When South Africa lost their World Cup opener to Mexico, a strange thing happened across much of the continent: African fans cheered for the other side. It was not indifference to African football. It was a protest — anger at a wave of xenophobic violence inside South Africa's borders, spilling onto the world's biggest sporting stage.
The animosity has deep roots. South Africa has seen intermittent xenophobic violence since 2008, often targeting migrants from Zimbabwe, Mozambique, Malawi, Nigeria and Ghana. In recent years it has been driven by anti-immigrant movements such as Operation Dudula — "force out" in Zulu — and newer groups like March and March, which organise marches and raids and demand that foreign nationals prove their right to be in the country.
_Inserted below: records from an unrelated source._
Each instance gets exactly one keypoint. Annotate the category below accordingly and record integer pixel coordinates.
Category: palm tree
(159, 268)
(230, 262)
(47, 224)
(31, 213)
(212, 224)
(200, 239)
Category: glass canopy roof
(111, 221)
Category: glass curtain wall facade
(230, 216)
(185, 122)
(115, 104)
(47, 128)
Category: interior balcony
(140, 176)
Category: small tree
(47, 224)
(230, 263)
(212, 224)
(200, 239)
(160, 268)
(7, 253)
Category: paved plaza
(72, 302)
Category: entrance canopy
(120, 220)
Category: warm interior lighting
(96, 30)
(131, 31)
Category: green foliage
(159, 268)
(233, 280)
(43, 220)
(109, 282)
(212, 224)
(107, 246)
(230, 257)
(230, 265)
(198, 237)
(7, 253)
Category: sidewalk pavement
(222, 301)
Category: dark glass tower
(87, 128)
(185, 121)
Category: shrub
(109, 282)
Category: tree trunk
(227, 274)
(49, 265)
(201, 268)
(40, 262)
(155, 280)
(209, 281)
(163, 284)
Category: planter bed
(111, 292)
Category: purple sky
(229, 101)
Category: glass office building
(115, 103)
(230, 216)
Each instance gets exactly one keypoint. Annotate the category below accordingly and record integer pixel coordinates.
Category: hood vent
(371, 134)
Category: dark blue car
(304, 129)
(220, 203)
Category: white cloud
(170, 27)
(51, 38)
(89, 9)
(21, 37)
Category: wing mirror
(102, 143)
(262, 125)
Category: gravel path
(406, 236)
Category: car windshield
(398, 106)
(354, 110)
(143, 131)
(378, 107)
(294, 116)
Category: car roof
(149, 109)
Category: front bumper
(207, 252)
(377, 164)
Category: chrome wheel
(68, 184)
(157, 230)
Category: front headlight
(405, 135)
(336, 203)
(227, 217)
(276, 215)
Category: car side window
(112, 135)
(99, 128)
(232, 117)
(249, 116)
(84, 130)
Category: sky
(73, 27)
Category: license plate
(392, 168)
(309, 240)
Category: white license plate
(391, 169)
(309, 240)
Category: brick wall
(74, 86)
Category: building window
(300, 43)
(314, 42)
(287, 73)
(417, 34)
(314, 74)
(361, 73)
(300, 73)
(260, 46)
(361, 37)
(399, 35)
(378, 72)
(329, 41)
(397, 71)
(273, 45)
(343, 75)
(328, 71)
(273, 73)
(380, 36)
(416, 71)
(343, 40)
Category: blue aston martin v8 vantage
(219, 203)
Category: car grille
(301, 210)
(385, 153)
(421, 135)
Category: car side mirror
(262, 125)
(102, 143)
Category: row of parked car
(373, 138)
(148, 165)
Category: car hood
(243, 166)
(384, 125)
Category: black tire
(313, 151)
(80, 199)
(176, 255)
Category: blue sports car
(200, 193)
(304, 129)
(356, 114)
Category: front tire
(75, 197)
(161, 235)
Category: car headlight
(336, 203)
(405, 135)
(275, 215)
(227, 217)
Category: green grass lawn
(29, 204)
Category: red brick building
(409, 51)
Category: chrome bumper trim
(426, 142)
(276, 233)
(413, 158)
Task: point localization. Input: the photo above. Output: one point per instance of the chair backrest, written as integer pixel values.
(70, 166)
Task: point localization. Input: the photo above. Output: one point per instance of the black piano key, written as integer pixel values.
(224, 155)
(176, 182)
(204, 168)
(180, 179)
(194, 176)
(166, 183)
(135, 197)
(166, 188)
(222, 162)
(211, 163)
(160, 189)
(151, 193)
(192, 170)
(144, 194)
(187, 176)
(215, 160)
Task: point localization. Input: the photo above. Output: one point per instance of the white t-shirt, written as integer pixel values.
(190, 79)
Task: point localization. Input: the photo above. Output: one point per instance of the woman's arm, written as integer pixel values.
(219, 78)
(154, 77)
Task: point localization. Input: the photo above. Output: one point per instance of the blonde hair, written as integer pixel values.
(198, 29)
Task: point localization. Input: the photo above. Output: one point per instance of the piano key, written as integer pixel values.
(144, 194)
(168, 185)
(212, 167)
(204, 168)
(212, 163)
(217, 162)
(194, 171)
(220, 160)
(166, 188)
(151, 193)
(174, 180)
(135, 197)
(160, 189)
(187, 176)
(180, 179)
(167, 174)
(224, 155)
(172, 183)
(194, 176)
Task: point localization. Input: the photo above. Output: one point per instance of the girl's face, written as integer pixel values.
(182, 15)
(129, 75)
The latest wave was the most serious in years. Human Rights Watch documented attacks across Pretoria, Johannesburg and Durban in April and May 2026, just weeks before the World Cup, in which at least two Nigerian men died — one of them, the group said, beaten by soldiers, as Human Rights Watch reported. The African Commission on Human and Peoples' Rights condemned the violence.
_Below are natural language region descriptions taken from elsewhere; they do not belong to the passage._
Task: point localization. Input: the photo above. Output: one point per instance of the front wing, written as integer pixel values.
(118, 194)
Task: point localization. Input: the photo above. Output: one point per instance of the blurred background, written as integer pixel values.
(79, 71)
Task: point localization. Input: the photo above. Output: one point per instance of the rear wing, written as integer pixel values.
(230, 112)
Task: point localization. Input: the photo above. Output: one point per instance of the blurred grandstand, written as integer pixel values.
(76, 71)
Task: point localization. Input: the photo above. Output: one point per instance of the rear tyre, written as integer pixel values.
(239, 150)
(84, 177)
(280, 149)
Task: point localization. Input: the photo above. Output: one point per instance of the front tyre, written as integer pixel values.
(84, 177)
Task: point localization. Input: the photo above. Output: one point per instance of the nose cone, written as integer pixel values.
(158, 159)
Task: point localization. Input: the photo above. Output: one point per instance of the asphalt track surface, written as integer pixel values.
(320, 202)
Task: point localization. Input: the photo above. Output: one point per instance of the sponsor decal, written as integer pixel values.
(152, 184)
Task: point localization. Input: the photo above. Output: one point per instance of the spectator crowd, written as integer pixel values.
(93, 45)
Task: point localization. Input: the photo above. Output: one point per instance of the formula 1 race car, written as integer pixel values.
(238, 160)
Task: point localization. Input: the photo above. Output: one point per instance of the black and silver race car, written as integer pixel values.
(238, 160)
Analysts trace the anger to South Africa's economic crisis. With unemployment above 43 per cent and some of the deepest inequality on earth, migrants have become scapegoats for joblessness, crime and failing public services — a charge that researchers say the evidence does not support, as Al Jazeera has explained.
The fallout has been continental. Kenya, Nigeria, Ghana, Zimbabwe, Malawi and Lesotho all issued warnings to citizens living in South Africa. Ghana raised the prospect of legal action in international courts, and Nigeria — which once championed the anti-apartheid struggle — began repatriating nationals, accusing Pretoria of failing to forcefully denounce the violence.
Football became the outlet. As Bafana Bafana returned to the World Cup, supporters across West, East and Southern Africa openly backed their opponents, some changing their social-media pictures to Mexican flags. It echoed the hostile, often half-empty stadiums South Africa has faced at recent Africa Cup of Nations tournaments, as African football writers have noted.
South Africa's leaders have tried to lower the temperature. President Cyril Ramaphosa said his government would act against the groups behind the violence — a pledge that landed only days before kick-off and was met with scepticism abroad — and separately urged South Africans to unite behind their team with a "one team, one nation" message echoing the 1995 Rugby World Cup, reported The Citizen.
It is an uncomfortable moment for African football. The World Cup is meant to be the continent's shared stage, a rare chance to rally behind one of its own. Instead, for many fans — including here in Kenya, whose own government warned its citizens — it has become a mirror for tensions that football cannot fix. The players in green and gold did not start this fight. But until the violence stops, their tournament will be played in its shadow.